"The nation's top federal health agency urged doctors to avoid prescribing powerful opiate painkillers for patients with chronic pain, saying the risks from such drugs far outweigh the benefits for most people."
The road to hell is paved with good intentions.

"Many prescription opiates on the market are as addictive as heroin, and poorly control chronic pain, Frieden said. Doctors should use therapies other than opiates first, including exercise or non-steroidal anti-inflammatories, such as aspirin or ibuprofen, he said."
Anyone who has had severe pain knows how asinine this statement is.
I have arthritis in one knee which was easily treated with a special lubrication injection. But when I developed severe arthritic inflammation in the lower spine there was no anti-inflammatories that I could take due to kidney problems. Not even aspirin or ibuprofen.
The pain was so bad that I couldn't stand up without support.

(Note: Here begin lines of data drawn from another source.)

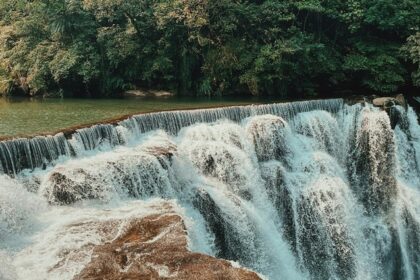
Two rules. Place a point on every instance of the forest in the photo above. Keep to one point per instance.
(285, 48)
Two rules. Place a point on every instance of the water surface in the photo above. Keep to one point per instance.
(25, 117)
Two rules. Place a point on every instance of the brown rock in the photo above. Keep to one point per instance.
(155, 247)
(401, 100)
(384, 101)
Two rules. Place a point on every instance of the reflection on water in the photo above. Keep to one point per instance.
(22, 116)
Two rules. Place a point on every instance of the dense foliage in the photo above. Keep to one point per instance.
(209, 47)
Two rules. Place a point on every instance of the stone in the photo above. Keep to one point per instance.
(401, 100)
(384, 102)
(156, 247)
(148, 93)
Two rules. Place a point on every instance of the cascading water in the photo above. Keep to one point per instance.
(304, 190)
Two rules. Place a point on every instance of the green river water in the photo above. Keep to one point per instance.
(27, 117)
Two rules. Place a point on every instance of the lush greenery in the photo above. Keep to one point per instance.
(209, 47)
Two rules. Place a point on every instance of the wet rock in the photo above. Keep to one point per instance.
(268, 134)
(388, 102)
(155, 247)
(385, 102)
(66, 190)
(148, 93)
(401, 100)
(372, 163)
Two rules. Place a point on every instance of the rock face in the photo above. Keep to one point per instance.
(388, 102)
(155, 247)
(148, 93)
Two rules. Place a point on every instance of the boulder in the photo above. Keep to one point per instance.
(156, 247)
(385, 102)
(148, 93)
(388, 102)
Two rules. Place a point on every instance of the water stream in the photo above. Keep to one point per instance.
(302, 190)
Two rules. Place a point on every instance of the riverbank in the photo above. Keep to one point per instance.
(33, 117)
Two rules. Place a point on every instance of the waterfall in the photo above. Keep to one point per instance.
(304, 190)
(19, 154)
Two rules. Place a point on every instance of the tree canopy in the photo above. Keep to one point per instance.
(209, 47)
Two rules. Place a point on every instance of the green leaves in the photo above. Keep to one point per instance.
(209, 47)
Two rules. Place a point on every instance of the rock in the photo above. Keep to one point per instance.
(148, 93)
(66, 190)
(156, 247)
(385, 102)
(401, 100)
(388, 102)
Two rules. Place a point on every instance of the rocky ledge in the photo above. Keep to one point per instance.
(155, 247)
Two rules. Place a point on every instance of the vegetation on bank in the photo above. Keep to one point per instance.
(209, 47)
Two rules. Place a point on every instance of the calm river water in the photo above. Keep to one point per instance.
(24, 117)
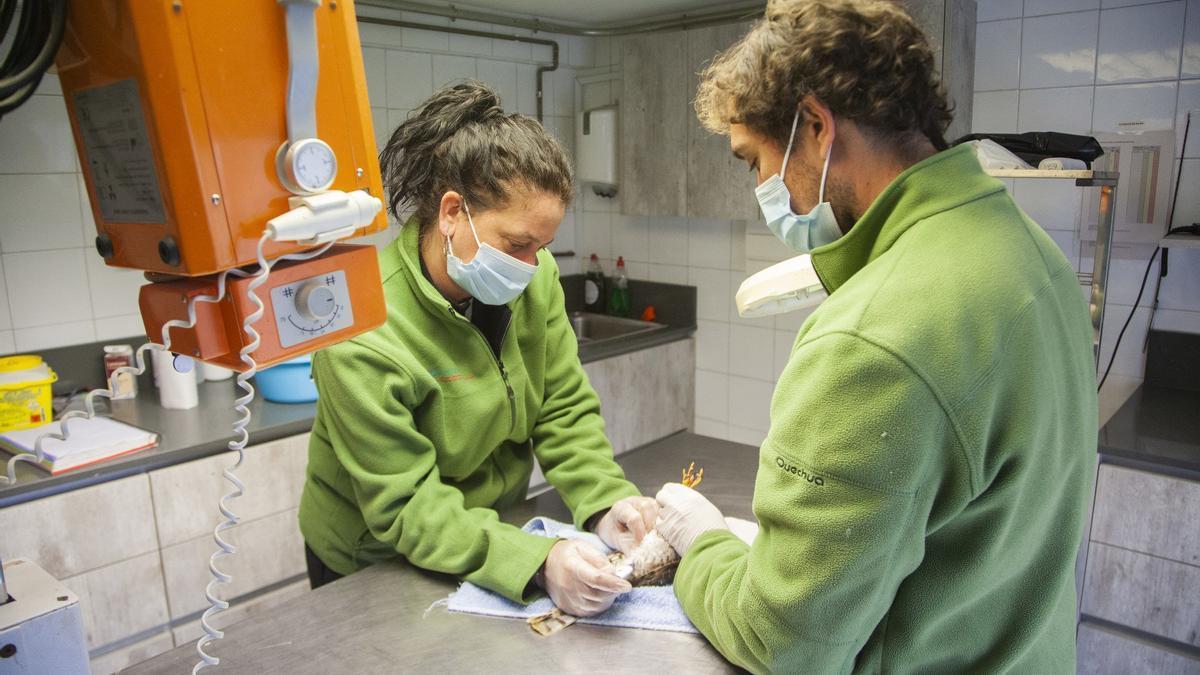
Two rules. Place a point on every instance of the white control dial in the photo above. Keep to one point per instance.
(316, 302)
(306, 309)
(307, 166)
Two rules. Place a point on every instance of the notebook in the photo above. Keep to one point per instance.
(91, 441)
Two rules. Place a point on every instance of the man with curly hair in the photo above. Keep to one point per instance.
(923, 488)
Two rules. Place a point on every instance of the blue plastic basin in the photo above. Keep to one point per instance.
(289, 382)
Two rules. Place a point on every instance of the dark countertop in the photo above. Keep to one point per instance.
(207, 429)
(1158, 430)
(381, 620)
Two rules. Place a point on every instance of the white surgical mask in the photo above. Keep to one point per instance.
(492, 276)
(804, 232)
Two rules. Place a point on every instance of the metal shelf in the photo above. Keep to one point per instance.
(1098, 279)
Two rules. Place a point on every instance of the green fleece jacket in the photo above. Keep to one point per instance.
(421, 432)
(923, 487)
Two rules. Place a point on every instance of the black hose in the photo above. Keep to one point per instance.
(35, 43)
(7, 9)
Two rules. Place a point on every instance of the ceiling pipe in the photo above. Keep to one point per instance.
(731, 13)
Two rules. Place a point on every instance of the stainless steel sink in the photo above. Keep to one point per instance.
(592, 328)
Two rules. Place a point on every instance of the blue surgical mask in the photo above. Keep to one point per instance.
(492, 276)
(805, 232)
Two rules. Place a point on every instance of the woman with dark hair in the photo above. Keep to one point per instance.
(429, 424)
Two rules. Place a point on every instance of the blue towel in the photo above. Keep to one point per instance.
(654, 608)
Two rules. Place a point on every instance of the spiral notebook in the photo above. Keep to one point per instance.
(93, 441)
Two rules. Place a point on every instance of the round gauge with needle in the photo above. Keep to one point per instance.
(307, 166)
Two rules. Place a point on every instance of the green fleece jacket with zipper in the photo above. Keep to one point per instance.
(421, 432)
(923, 487)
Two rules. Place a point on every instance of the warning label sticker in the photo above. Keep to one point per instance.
(118, 151)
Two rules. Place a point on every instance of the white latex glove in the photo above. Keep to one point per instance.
(685, 514)
(579, 579)
(627, 523)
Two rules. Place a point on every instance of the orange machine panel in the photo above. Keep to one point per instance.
(307, 305)
(178, 109)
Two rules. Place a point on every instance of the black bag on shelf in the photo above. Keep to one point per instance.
(1036, 145)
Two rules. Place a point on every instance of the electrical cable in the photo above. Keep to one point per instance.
(39, 35)
(1162, 272)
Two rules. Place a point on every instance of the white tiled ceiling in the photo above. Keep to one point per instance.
(589, 12)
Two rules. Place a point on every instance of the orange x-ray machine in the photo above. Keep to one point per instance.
(199, 125)
(227, 149)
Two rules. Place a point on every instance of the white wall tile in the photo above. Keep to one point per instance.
(1057, 51)
(713, 395)
(54, 335)
(376, 35)
(708, 243)
(631, 237)
(738, 245)
(993, 10)
(708, 428)
(1192, 41)
(792, 322)
(753, 437)
(1035, 7)
(561, 96)
(88, 219)
(712, 292)
(1054, 204)
(114, 291)
(117, 327)
(1140, 43)
(511, 49)
(713, 346)
(1181, 286)
(409, 78)
(1125, 108)
(595, 234)
(1056, 109)
(1187, 209)
(784, 342)
(1189, 101)
(669, 274)
(36, 138)
(382, 127)
(669, 240)
(47, 287)
(375, 64)
(1177, 321)
(41, 211)
(395, 118)
(527, 89)
(425, 40)
(994, 112)
(448, 70)
(750, 402)
(1131, 360)
(592, 202)
(501, 76)
(472, 43)
(753, 352)
(997, 55)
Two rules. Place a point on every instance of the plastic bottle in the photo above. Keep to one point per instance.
(618, 302)
(594, 286)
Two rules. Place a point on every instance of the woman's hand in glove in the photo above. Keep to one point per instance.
(627, 523)
(579, 579)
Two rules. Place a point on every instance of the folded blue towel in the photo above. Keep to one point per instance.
(654, 608)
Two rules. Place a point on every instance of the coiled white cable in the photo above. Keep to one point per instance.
(229, 519)
(89, 411)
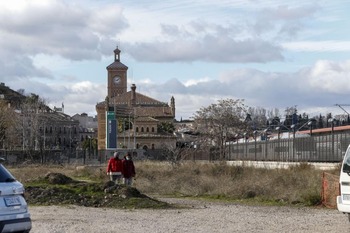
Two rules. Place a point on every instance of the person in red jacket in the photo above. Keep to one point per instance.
(128, 169)
(114, 168)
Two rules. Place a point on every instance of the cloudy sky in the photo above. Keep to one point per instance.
(271, 53)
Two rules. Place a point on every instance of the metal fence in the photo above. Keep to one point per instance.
(325, 148)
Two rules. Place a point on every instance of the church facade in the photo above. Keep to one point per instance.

"Patients with acute pain, such as that caused by an injury, usually need prescription opiates for only three days. Prescribing the drugs for more than seven days is rarely necessary, he said."
Really?
With the help of Vicodin I was able to get through two months of therapy and the inflammation receded to a constant painful condition that I can live with.
"Telling patients and doctors that opiates are rarely needed for more than a few days "will help prevent patients from getting addicted and help keep highly addictive drugs from accumulating in medicine chests," Kolodny said."
Let the doctor treating the individual patient decide what's needed.
The article points out that a number of people OD on such drugs. My question is how many will kill themselves out of despair because they were told to take a couple of aspirin?
The people at the CDC and elsewhere will never know. They'll be to busy calling for the ban of all guns due to the high incident of suicide by handgun (hanging is more common in Europe - a very nasty way to go).